This InputFormat allows decoupling the format of the data from the actual jobs. It implements isolation from the classloader and configuration perspective. It is intended as a better MultiInputFormat which allows reading a single input from multiple locations with different inputformats coming from separate isolated class loaders (child first class loading delegation) and configurations.
3 types of entities need to be configured. They are all identified by a unique name/id.
a library is defined by a list of jars on HDFS. Each library will create a classloader.
com.twitter.isolated.library.{library id}.paths={comma delimited list of jar paths on HDFS}
example:
com.twitter.isolated.library.parquet-lib.paths=hdfs:///libs/parquet-hadoop-bundle-1.4.3.jar
a Class is defined by a class name and (optionally) a library name and conf
com.twitter.isolated.class.{class definition id}.library={library ID}
com.twitter.isolated.class.{class definition id}.name={class name}
com.twitter.isolated.class.{class definition id}.conf.{key}={value}
if library is not defined, the current application class loader is used. Otherwise the library class loader is used.
examples:
com.twitter.isolated.class.parquet-inputformat.library=parquet-lib
com.twitter.isolated.class.parquet-inputformat.name=parquet.hadoop.ParquetInputFormat
com.twitter.isolated.class.parquet-inputformat.conf.parquet.read.support.class=parquet.hadoop.example.GroupReadSupport
com.twitter.isolated.class.text-inputformat.name=org.apache.hadoop.mapreduce.lib.input.TextInputFormat
a Spec is defined by a class definition and a conf.
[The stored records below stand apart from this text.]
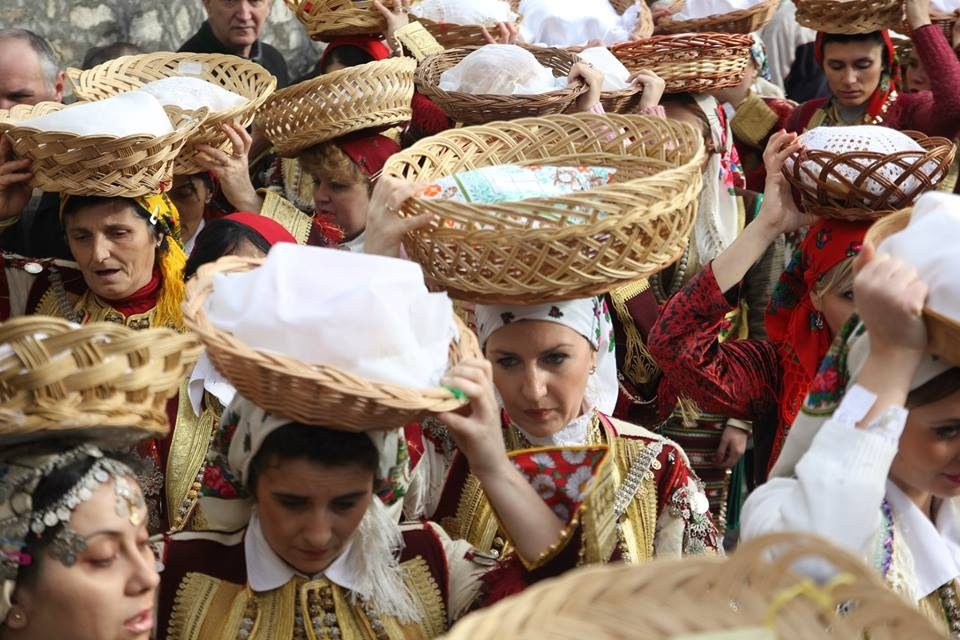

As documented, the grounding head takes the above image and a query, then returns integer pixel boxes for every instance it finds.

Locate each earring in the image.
[589,365,598,375]
[7,606,27,628]
[814,312,825,330]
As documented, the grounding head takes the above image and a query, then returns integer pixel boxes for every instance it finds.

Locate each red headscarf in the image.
[814,30,901,123]
[764,218,868,467]
[224,212,297,246]
[318,36,391,71]
[337,133,402,178]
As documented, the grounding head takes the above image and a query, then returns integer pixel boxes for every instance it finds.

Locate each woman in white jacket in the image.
[741,193,960,636]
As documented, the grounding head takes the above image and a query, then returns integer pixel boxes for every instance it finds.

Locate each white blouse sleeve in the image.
[741,385,907,558]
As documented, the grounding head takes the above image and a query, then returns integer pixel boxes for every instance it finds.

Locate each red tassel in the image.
[478,555,529,606]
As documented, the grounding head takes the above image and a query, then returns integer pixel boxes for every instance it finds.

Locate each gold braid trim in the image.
[395,22,444,60]
[610,435,658,563]
[401,556,447,637]
[259,189,313,245]
[168,572,244,640]
[166,381,219,531]
[730,93,780,147]
[609,279,659,385]
[447,473,500,555]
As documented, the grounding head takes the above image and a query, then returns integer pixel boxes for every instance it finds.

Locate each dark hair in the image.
[320,45,376,74]
[819,31,890,66]
[0,28,60,89]
[80,42,145,70]
[247,423,378,494]
[906,367,960,409]
[661,92,711,143]
[61,195,160,236]
[182,218,272,279]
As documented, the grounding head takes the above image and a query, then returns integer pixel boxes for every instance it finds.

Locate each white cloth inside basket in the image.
[409,0,518,26]
[785,125,935,198]
[931,0,960,13]
[577,47,632,90]
[673,0,765,20]
[18,91,173,137]
[423,164,618,205]
[877,191,960,323]
[139,76,248,113]
[517,0,639,46]
[438,44,566,94]
[204,244,457,389]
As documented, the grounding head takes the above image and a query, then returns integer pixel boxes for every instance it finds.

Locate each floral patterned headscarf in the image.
[475,297,619,415]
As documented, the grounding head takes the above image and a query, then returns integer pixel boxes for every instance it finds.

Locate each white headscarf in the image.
[474,296,619,416]
[222,396,418,622]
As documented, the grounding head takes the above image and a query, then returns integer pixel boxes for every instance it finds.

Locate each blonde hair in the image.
[297,141,368,188]
[814,255,856,297]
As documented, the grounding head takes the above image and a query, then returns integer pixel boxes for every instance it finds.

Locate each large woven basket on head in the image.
[416,13,521,49]
[381,113,704,304]
[611,33,752,93]
[256,57,416,157]
[181,255,481,429]
[441,532,945,639]
[415,45,586,125]
[0,316,201,446]
[866,208,960,367]
[902,9,960,38]
[657,0,778,33]
[795,0,904,33]
[4,106,204,197]
[66,52,277,175]
[0,101,63,134]
[781,131,956,221]
[284,0,384,40]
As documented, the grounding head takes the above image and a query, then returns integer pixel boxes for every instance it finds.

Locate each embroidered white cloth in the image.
[576,46,632,90]
[139,76,248,112]
[204,243,456,389]
[438,44,566,95]
[674,0,765,20]
[409,0,518,26]
[18,91,173,137]
[877,191,960,324]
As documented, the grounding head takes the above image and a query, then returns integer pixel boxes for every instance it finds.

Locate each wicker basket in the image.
[611,33,752,94]
[795,0,904,33]
[441,532,945,639]
[657,0,778,33]
[865,209,960,367]
[257,57,416,157]
[66,52,277,175]
[781,131,956,220]
[415,45,586,125]
[416,15,524,49]
[0,101,64,134]
[284,0,384,41]
[902,10,960,38]
[5,106,204,197]
[382,114,704,304]
[0,316,201,446]
[181,255,481,429]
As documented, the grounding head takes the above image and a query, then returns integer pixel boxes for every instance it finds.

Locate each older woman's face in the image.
[821,40,884,108]
[10,478,157,640]
[64,202,157,302]
[485,320,597,438]
[254,458,373,575]
[891,390,960,502]
[310,172,370,240]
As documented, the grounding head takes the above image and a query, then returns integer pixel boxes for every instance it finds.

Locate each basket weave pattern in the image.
[66,52,277,175]
[257,57,416,157]
[0,102,64,134]
[182,256,482,429]
[415,46,587,125]
[611,33,752,94]
[284,0,385,40]
[781,131,956,220]
[795,0,904,33]
[441,533,945,639]
[657,0,778,33]
[0,316,200,442]
[5,107,203,197]
[382,114,704,304]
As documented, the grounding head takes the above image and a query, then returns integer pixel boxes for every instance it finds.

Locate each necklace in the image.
[506,411,604,451]
[650,245,690,304]
[938,581,960,638]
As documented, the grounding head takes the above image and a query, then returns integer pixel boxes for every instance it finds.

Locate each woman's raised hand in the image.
[905,0,933,30]
[362,175,432,258]
[0,137,32,220]
[756,130,816,236]
[194,122,261,212]
[373,0,411,41]
[481,22,520,45]
[629,68,666,110]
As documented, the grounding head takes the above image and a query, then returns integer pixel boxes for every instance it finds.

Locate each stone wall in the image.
[0,0,321,85]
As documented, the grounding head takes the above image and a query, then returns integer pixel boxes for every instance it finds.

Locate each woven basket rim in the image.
[657,0,777,32]
[181,255,478,427]
[257,56,417,156]
[794,0,904,32]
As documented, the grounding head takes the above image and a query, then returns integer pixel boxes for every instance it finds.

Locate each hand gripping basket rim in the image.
[181,255,481,430]
[780,130,957,221]
[416,16,521,49]
[414,45,588,126]
[256,57,417,157]
[439,532,946,640]
[610,33,753,94]
[4,105,206,197]
[865,208,960,367]
[283,0,385,41]
[381,113,706,304]
[794,0,905,33]
[65,52,278,175]
[0,316,201,447]
[657,0,779,34]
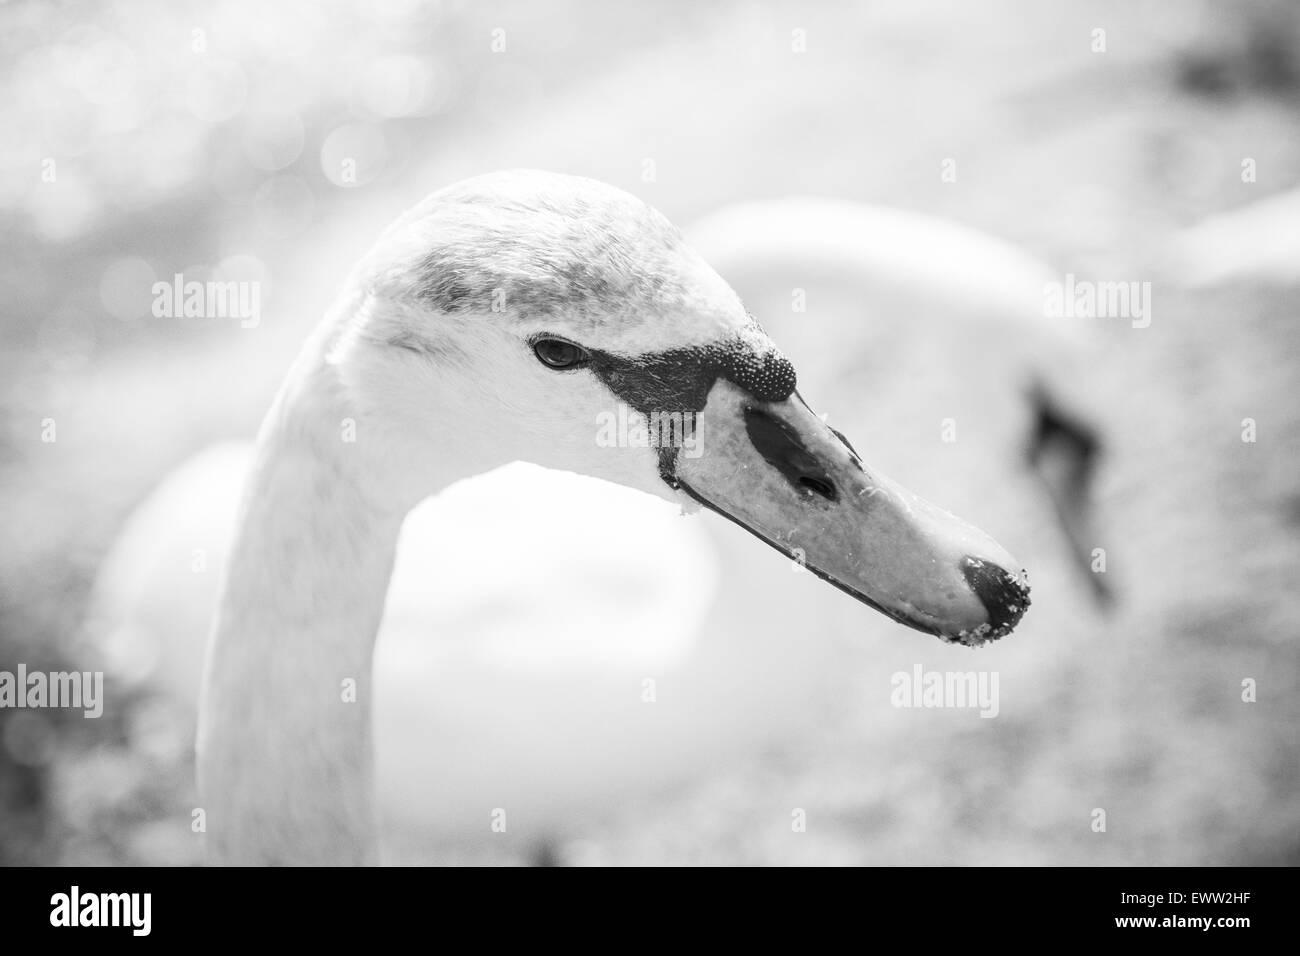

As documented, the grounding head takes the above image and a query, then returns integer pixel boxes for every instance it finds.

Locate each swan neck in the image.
[198,347,407,865]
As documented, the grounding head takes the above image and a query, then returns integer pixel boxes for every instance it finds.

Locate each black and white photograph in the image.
[0,0,1295,924]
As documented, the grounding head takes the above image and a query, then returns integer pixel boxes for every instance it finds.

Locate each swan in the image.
[91,171,1031,865]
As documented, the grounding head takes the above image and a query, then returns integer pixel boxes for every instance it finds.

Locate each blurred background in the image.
[2,0,1299,865]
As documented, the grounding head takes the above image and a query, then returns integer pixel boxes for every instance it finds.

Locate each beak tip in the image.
[951,556,1032,646]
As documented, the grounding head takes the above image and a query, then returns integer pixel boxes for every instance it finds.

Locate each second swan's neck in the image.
[197,331,409,864]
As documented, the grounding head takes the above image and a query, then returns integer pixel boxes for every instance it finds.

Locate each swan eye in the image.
[532,337,590,370]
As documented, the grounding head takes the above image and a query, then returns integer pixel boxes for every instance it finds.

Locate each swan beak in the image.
[670,381,1030,645]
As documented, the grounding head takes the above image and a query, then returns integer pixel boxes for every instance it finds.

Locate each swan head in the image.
[329,170,1029,644]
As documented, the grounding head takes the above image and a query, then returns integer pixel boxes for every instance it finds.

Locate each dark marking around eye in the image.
[584,334,797,489]
[587,336,796,415]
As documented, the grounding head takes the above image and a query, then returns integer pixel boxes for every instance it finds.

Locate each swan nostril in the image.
[743,406,840,503]
[798,475,837,501]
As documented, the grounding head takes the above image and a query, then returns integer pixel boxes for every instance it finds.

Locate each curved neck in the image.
[197,333,410,864]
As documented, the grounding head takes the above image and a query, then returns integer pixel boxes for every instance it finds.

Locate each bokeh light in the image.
[320,122,390,187]
[27,175,96,241]
[98,257,158,321]
[186,56,248,124]
[253,174,314,236]
[240,110,305,171]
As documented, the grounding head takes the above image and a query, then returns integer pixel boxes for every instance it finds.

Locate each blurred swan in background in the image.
[88,175,1101,864]
[1168,185,1300,287]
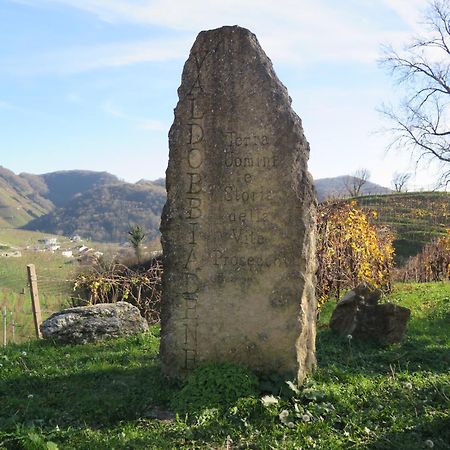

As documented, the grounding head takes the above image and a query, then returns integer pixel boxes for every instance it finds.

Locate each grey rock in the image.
[160,25,317,381]
[41,301,148,344]
[330,284,410,344]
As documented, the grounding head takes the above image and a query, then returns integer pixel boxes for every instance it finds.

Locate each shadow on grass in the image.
[367,416,450,450]
[0,363,176,431]
[316,324,450,376]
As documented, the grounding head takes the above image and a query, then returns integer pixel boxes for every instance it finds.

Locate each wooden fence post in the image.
[2,306,6,347]
[27,264,42,339]
[10,311,15,344]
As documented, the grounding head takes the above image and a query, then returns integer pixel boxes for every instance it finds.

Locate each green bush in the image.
[170,362,259,418]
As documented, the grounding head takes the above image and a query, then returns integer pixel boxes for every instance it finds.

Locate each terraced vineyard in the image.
[356,192,450,264]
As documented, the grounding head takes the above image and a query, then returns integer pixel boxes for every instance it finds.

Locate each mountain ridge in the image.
[0,167,397,243]
[23,182,165,243]
[315,175,392,202]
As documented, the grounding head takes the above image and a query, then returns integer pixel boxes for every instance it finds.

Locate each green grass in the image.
[1,282,449,449]
[0,228,161,344]
[0,197,48,229]
[0,252,74,290]
[0,234,78,343]
[0,287,68,344]
[0,229,72,249]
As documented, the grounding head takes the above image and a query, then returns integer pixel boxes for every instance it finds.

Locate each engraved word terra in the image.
[225,131,269,147]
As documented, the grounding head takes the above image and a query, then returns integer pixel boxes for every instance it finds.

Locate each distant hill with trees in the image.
[32,170,120,207]
[315,175,392,202]
[23,182,165,243]
[1,167,448,257]
[0,167,121,224]
[0,168,165,242]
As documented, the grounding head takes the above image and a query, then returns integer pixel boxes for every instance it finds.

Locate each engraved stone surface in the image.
[160,25,317,381]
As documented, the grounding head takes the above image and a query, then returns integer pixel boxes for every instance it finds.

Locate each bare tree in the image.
[380,0,450,186]
[345,168,371,197]
[392,172,411,192]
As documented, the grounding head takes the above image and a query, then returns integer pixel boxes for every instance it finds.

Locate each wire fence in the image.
[0,264,77,346]
[0,256,163,346]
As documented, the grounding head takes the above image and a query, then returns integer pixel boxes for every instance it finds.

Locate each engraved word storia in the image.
[160,25,317,382]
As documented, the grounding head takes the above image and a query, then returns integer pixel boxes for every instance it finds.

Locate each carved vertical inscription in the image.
[181,52,206,370]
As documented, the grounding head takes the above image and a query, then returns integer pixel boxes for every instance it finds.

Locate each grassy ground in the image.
[0,237,77,343]
[0,190,50,229]
[0,286,68,344]
[0,282,449,449]
[0,229,73,250]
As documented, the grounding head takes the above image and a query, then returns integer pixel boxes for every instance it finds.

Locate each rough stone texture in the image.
[41,302,148,344]
[160,26,317,381]
[330,284,411,345]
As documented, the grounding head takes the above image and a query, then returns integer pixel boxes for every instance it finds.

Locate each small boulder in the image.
[330,284,410,345]
[41,301,148,344]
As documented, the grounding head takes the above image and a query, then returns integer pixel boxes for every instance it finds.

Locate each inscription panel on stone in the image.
[207,130,288,283]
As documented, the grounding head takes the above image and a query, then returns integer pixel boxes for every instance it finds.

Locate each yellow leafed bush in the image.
[316,201,395,308]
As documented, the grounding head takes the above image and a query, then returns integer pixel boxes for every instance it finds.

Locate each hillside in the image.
[37,170,120,207]
[0,168,123,227]
[23,182,166,243]
[0,168,166,243]
[356,192,450,263]
[315,175,392,202]
[0,167,53,227]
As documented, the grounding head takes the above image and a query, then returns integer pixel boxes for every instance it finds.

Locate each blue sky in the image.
[0,0,441,189]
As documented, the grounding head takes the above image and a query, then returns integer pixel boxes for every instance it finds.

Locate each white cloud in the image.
[138,119,167,131]
[0,99,25,113]
[9,0,428,69]
[66,92,85,104]
[2,37,191,75]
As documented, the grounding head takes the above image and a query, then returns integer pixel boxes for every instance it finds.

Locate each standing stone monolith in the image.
[160,25,317,382]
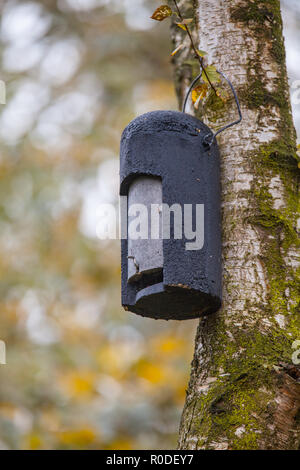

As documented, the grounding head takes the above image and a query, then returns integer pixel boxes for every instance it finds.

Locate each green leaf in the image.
[197,49,207,57]
[202,65,221,84]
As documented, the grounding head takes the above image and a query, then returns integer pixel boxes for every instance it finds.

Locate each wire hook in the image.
[182,68,242,147]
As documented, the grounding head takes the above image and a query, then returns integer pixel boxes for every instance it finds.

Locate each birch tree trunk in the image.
[170,0,300,450]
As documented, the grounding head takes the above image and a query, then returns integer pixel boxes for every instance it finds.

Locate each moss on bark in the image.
[173,0,300,450]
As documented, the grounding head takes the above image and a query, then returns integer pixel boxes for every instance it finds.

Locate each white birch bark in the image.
[170,0,300,450]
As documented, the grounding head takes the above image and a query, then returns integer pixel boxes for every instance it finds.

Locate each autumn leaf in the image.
[202,65,221,84]
[192,84,209,103]
[171,44,184,56]
[176,23,187,31]
[192,84,209,109]
[151,5,172,21]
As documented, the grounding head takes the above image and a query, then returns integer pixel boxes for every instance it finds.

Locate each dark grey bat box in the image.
[120,110,221,320]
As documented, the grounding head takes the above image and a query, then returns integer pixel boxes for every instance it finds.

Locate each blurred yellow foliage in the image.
[153,335,185,355]
[60,371,96,399]
[96,345,124,378]
[0,0,196,451]
[135,359,166,385]
[105,438,134,450]
[57,428,96,448]
[27,434,43,451]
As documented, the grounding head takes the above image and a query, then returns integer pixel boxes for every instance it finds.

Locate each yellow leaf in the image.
[151,5,172,21]
[202,65,221,84]
[192,84,209,109]
[171,44,184,56]
[176,23,187,31]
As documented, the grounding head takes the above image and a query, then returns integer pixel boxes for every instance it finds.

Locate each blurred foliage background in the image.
[0,0,299,450]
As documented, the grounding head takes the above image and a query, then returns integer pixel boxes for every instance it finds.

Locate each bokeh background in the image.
[0,0,299,450]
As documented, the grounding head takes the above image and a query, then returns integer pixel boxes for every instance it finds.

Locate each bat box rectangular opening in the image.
[127,176,163,287]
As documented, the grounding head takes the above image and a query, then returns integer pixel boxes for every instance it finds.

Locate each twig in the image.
[173,0,217,95]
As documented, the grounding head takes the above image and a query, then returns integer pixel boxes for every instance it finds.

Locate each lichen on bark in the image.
[170,0,300,450]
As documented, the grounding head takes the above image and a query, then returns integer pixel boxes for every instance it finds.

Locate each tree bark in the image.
[170,0,300,450]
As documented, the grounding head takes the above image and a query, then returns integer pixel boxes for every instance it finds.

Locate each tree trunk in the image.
[170,0,300,450]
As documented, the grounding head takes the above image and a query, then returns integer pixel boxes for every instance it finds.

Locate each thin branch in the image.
[173,0,217,94]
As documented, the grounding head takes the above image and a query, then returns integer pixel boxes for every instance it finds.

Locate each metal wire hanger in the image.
[182,68,242,147]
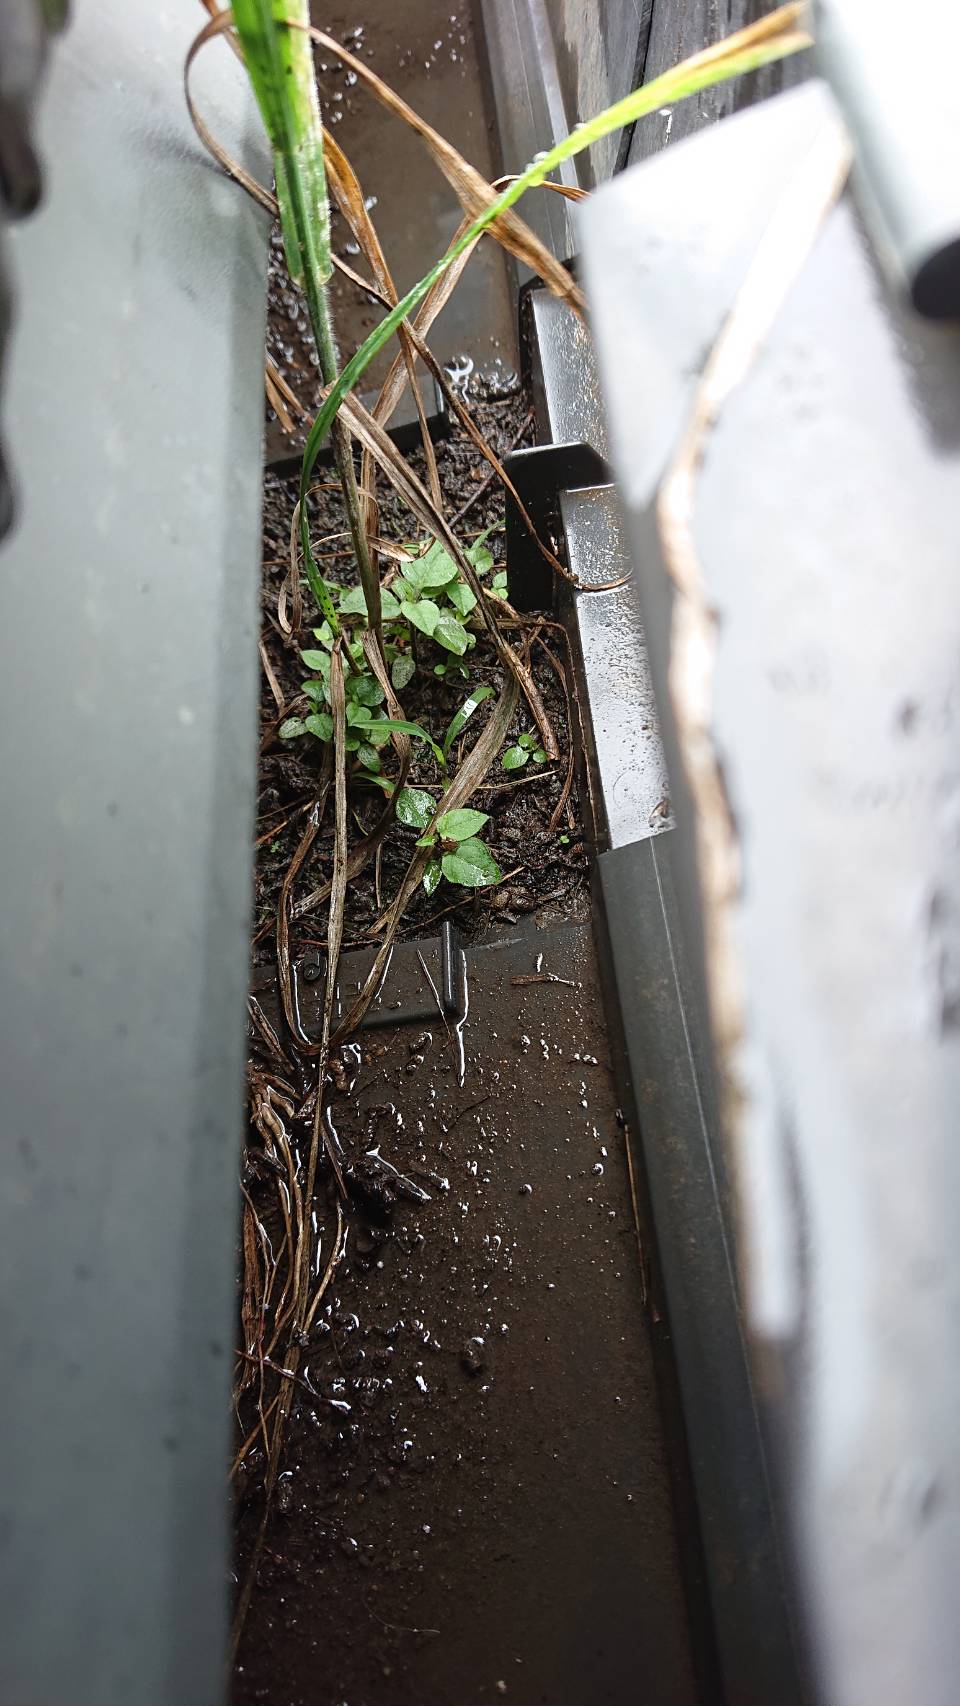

com.twitter.isolated.spec.{spec id}.class={class definition id}
com.twitter.isolated.spec.{spec id}.conf.{key}={value}
example:
com.twitter.isolated.spec.0.class=parquet-inputformat
com.twitter.isolated.spec.0.conf.mapred.input.dir=/user/julien/myfile.parquet
com.twitter.isolated.spec.1.class=text-inputformat
com.twitter.isolated.spec.1.conf.mapred.input.dir=/user/julien/job_stats_by_day
com.twitter.isolated.spec.o.class=text-outputformat
com.twitter.isolated.spec.o.conf.mapred.output.dir=/user/julien/out
The specs defining the input.
com.twitter.isolated.inputspecs={comma delimited list of specs}
example:
com.twitter.isolated.inputspecs=0,1
The spec defining the output.
com.twitter.isolated.output={spec id}
example:
com.twitter.isolated.outputspec=o